I’m not grasping this use of a wiki. Looks to me like a different way to format a thread. In this case, one that overlaps with aTbRef. Would probably be better to feed suggested updates on aTbRef to @mwra rather than start yet another reference file.
Maybe better clarity on what’s wiki, what’s content for aTbRef, what’s a conversation thread?
Thanks for the link to aTBRef. I didn’t see it. I’m fine if this message is deleted. Before asking a question I usually try to find it on aTBRef and in the forums.
You are right… . it is a different way to format a thread. Instead of asking my question, “why do notes have different backgrounds” and getting several responses I thought it would be helpful to share what I knew and have others fill in the blanks.
I see this entire discussion board as a reference file. My intention is to try to make it more useful. If it isn’t then I won’t do it.

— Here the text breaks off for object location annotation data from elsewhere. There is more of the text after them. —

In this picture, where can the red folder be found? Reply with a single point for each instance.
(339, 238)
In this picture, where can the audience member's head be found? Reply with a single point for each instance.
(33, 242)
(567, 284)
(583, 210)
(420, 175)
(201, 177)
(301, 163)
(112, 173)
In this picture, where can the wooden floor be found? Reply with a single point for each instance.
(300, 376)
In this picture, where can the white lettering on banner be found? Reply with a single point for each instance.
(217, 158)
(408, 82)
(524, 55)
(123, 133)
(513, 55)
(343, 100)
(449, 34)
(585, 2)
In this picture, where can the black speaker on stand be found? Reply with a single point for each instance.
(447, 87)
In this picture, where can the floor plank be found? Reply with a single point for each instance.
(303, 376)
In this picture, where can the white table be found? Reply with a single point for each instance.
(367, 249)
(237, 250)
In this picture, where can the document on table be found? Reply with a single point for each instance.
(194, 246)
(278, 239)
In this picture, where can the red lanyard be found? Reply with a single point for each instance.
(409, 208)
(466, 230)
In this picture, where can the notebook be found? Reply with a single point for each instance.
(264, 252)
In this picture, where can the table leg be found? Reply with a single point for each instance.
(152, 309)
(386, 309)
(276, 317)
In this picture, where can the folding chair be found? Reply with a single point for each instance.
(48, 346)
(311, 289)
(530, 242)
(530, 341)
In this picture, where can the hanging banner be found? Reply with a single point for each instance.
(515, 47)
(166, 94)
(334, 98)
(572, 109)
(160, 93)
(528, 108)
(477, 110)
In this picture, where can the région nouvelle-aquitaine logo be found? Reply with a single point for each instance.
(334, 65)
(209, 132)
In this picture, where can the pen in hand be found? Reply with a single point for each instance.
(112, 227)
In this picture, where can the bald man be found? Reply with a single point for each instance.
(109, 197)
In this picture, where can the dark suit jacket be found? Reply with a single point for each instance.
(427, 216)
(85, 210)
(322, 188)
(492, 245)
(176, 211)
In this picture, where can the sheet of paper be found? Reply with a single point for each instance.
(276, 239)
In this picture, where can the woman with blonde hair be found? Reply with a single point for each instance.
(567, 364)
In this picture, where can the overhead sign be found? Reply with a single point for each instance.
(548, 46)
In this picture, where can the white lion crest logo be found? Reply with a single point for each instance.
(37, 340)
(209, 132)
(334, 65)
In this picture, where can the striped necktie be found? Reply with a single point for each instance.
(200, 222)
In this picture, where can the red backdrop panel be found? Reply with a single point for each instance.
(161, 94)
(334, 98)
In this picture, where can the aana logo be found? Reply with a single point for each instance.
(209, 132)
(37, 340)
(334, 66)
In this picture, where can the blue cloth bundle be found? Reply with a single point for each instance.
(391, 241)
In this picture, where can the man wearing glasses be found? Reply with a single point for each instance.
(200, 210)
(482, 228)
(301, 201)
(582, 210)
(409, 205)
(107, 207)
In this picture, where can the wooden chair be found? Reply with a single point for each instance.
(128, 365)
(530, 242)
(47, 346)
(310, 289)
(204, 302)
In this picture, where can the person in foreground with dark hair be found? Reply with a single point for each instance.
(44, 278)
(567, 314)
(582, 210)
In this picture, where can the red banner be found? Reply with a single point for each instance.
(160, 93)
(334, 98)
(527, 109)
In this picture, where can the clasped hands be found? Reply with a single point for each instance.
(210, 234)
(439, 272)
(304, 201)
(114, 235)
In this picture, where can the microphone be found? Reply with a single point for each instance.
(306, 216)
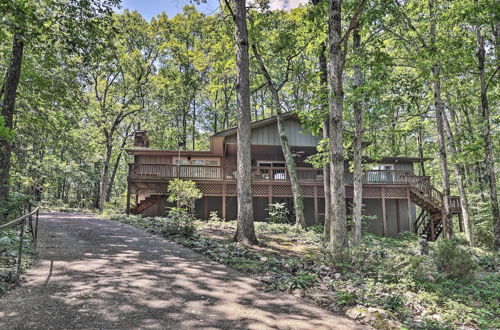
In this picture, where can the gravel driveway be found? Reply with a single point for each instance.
(108, 275)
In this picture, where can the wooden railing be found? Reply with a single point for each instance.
(31, 220)
(219, 173)
(304, 174)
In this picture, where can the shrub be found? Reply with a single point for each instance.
(278, 213)
(452, 260)
(184, 193)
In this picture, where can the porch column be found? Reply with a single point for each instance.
(398, 218)
(205, 207)
(316, 219)
(128, 198)
(410, 222)
(384, 215)
(224, 201)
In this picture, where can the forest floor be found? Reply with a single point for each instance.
(109, 275)
(384, 282)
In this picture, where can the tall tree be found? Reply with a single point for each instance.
(275, 89)
(439, 110)
(245, 231)
(337, 55)
(486, 130)
(358, 137)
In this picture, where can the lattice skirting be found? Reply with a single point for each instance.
(148, 188)
(216, 189)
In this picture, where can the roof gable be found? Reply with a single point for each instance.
(265, 132)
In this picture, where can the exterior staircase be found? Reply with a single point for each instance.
(146, 203)
(429, 223)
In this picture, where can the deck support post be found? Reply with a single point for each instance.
(224, 201)
(398, 217)
(128, 198)
(433, 233)
(384, 214)
(410, 222)
(270, 195)
(316, 219)
(205, 207)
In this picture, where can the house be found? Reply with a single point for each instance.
(392, 192)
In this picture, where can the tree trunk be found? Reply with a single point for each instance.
(438, 104)
(298, 200)
(105, 174)
(358, 135)
(338, 228)
(11, 82)
(488, 146)
(245, 231)
(323, 80)
(420, 143)
(117, 164)
(459, 173)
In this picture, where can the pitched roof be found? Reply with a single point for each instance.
(258, 123)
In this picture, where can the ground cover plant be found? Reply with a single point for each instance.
(9, 247)
(383, 281)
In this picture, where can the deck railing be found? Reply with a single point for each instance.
(276, 174)
(261, 173)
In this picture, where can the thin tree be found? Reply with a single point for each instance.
(358, 134)
(439, 110)
(323, 99)
(486, 126)
(245, 231)
(337, 55)
(298, 200)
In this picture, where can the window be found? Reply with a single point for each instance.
(276, 170)
(384, 173)
(383, 167)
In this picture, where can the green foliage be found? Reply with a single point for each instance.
(5, 133)
(184, 193)
(278, 213)
(9, 249)
(453, 260)
(178, 223)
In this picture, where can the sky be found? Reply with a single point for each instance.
(151, 8)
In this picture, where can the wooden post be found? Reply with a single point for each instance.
(316, 219)
(205, 207)
(19, 255)
(384, 215)
(224, 201)
(128, 198)
(410, 222)
(433, 234)
(398, 218)
(36, 229)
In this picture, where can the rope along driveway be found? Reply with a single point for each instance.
(110, 275)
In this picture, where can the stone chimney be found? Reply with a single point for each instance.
(141, 139)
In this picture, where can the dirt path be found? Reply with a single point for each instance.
(110, 275)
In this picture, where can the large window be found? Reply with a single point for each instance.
(383, 173)
(271, 169)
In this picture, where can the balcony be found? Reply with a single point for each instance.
(261, 173)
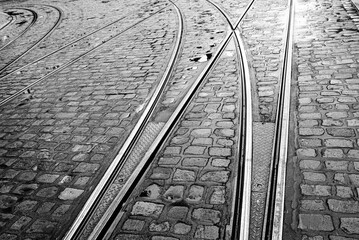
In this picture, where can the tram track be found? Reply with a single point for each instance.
(114, 213)
(34, 19)
(78, 229)
(242, 190)
(69, 63)
(36, 43)
(274, 212)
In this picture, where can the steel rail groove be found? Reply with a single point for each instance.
(273, 218)
(58, 21)
(34, 19)
(8, 23)
(67, 64)
(61, 48)
(121, 198)
(242, 187)
(97, 195)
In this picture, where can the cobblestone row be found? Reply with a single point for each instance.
(186, 192)
(47, 18)
(18, 81)
(263, 29)
(56, 142)
(205, 28)
(327, 147)
(82, 17)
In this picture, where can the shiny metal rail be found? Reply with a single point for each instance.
(276, 188)
(69, 63)
(78, 227)
(48, 33)
(242, 187)
(33, 21)
(114, 212)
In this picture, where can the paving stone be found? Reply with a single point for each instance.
(206, 215)
(178, 212)
(184, 176)
(218, 162)
(174, 193)
(305, 153)
(309, 164)
(344, 192)
(47, 178)
(353, 153)
(195, 193)
(45, 207)
(153, 191)
(161, 173)
(163, 238)
(26, 205)
(314, 177)
(47, 192)
(133, 225)
(42, 226)
(207, 232)
(26, 189)
(181, 228)
(87, 167)
(169, 160)
(312, 205)
(202, 132)
(334, 142)
(160, 227)
(147, 209)
(341, 132)
(336, 165)
(333, 153)
(340, 238)
(221, 152)
(195, 150)
(216, 176)
(317, 222)
(343, 206)
(198, 162)
(350, 225)
(311, 131)
(316, 190)
(21, 223)
(70, 194)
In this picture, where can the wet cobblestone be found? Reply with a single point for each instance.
(64, 133)
(191, 191)
(326, 42)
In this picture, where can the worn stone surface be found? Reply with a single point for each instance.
(324, 200)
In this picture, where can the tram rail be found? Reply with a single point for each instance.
(34, 45)
(114, 213)
(33, 21)
(69, 63)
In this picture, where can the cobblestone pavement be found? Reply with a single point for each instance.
(325, 161)
(186, 192)
(58, 136)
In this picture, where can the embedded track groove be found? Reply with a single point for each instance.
(48, 33)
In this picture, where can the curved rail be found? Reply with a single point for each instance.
(69, 63)
(34, 20)
(8, 23)
(100, 230)
(242, 190)
(276, 188)
(61, 48)
(110, 222)
(58, 21)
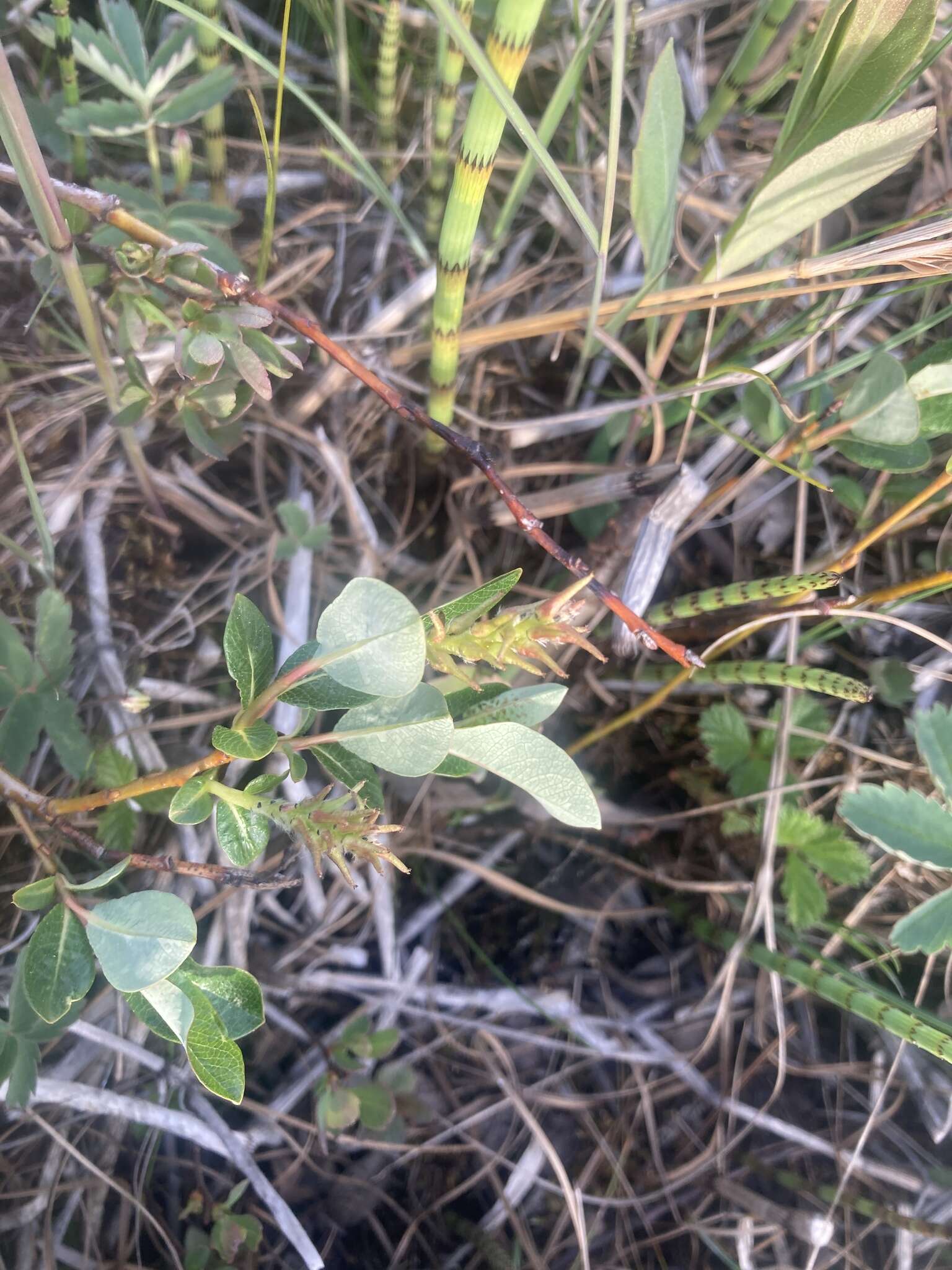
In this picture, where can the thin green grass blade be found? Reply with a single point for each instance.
(386, 87)
(751, 51)
(366, 174)
(738, 593)
(450, 73)
(69, 79)
(508, 47)
(209, 56)
(778, 675)
(490, 78)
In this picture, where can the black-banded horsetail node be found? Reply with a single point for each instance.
(450, 73)
(213, 121)
(507, 47)
(758, 38)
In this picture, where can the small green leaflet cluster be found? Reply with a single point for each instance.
(915, 828)
(813, 846)
(32, 694)
(230, 1235)
(367, 660)
(117, 54)
(143, 943)
(299, 531)
(384, 1104)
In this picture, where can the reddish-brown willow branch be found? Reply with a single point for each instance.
(108, 207)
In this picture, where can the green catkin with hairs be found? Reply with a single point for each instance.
(865, 1003)
(213, 121)
(386, 87)
(758, 38)
(69, 79)
(778, 675)
(507, 47)
(450, 73)
(738, 593)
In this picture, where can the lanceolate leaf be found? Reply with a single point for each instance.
(409, 735)
(243, 835)
(376, 637)
(141, 939)
(902, 822)
(933, 739)
(254, 741)
(59, 966)
(823, 180)
(536, 765)
(654, 166)
(249, 649)
(928, 929)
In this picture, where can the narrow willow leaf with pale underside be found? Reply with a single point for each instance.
(738, 593)
(822, 182)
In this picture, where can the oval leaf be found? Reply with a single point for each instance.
(376, 639)
(409, 735)
(141, 939)
(59, 966)
(536, 765)
(902, 822)
(242, 835)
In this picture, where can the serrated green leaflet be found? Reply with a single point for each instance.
(249, 649)
(932, 730)
(408, 735)
(902, 822)
(536, 765)
(477, 602)
(319, 691)
(928, 929)
(234, 993)
(36, 894)
(252, 741)
(102, 879)
(242, 835)
(374, 639)
(141, 939)
(59, 966)
(340, 765)
(192, 804)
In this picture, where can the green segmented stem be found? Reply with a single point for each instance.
(386, 87)
(738, 593)
(69, 79)
(507, 47)
(213, 121)
(868, 1002)
(752, 48)
(778, 675)
(451, 69)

FWIW, aTbRef is already to a large extent a summary of insights arising from 3 (4?) generations of TB community wikis/fora. It’s why aTbRef gets edited weekly if not daily. Indeed on first opening the thread I was already copying aTbRef links for a reply.
Whilst there is a link above to aTbRef on the content and type the note actually embraces this as well.
Not an auspicious start. I mean no disrespect to @Steve_Scott who’s motive is good. But this thread really reminds me why I hated using the old Tinderbox wiki. For all the good stuff there, 99% of posters assumed someone else would make their copy readable, link it etc. People would essentially ‘own’ a page (I don’t mean their actual biography/profile page), but rather people would page-squat and use that page to add content that ought to go elsewhere, essentially making it their private forum.
I put a lot of time and effort into keeping up this forum (and the Backstage, and aTBref, and demos, and…) but if I’m going to have to spend time every day making wiki edits into meaningful stuff, I think I may hang up my hat here as the admin load would be much higher for no real return. By all means have a wiki, but please not here—i.e. not in this forum/URL.
Also, please everyone, don’t even think of starting a wiki page here without first checking this information is not already covered elsewhere. This community is responsive and you’ll get a yes/no pretty fast. Otherwise we’ve unnecessary duplication and more confusion for learners who already think things are complicated.
Sorry if this sounds glass half empty, but please think about the behind-the-scences effort needs for usable wiki content: it’s much more than your imagine.
Let me row back a bit: I’ve messaged @Steve_Scott’s but I’ll note that fact here. His suggestion has merit: the devil is in the detail.
The point about the discoverability of info in aTbRef (or elsewhere) is an issue. Google refuses to index the site )I can’t get anyone competent to engage on why). That’s why I’ve added a DuckDuckGo search to all pages as a fall-back. aTbRef is hosted on my (shared, Linux) VPS, so I’m open to improvement ideas. For instance, is there an indexing tool I could put on my server so we don’t have to rely on Google, which keeps breaking its tools (move fast, break stuff: I know that’s the cool kids way)?
It is possible to download the aTbRef TBX and use Tinderbox to find topics, even if you then prefer to read them online.
The app help probably needs some manual indexing. The (HTML) pages for the helps are, you’ve guessed, made in a TBX so if not already indexed perhaps a volunteer could help with that. Indeed, perhaps we could set $Tags for key (all?) aTbRef notes. I think human curated indexing still tends to outdo machine-matching in terms of signal to noise, but it’s harder work.
@mwra, I tried to reply to your private message, but I accidentally replied here!
Thanks for your message in private and here. It is a challenge for me to find things because I sometimes don’t know the terms I’m looking for and evenif I have the correct terms I sometimes can’t find it.
Again, grateful for all of the people willing to help perennial tbx novices like me!
@Steve_Scott Take heart, you’re not alone on this one. We’ve recently (i.e. earlier today) a positive exchange in a different thread on the creating of a vocabulary map (aka a Tinderbox rosetta stone). It will be a lot of fun to work on this as the nuances in the language carry a lot of meaning.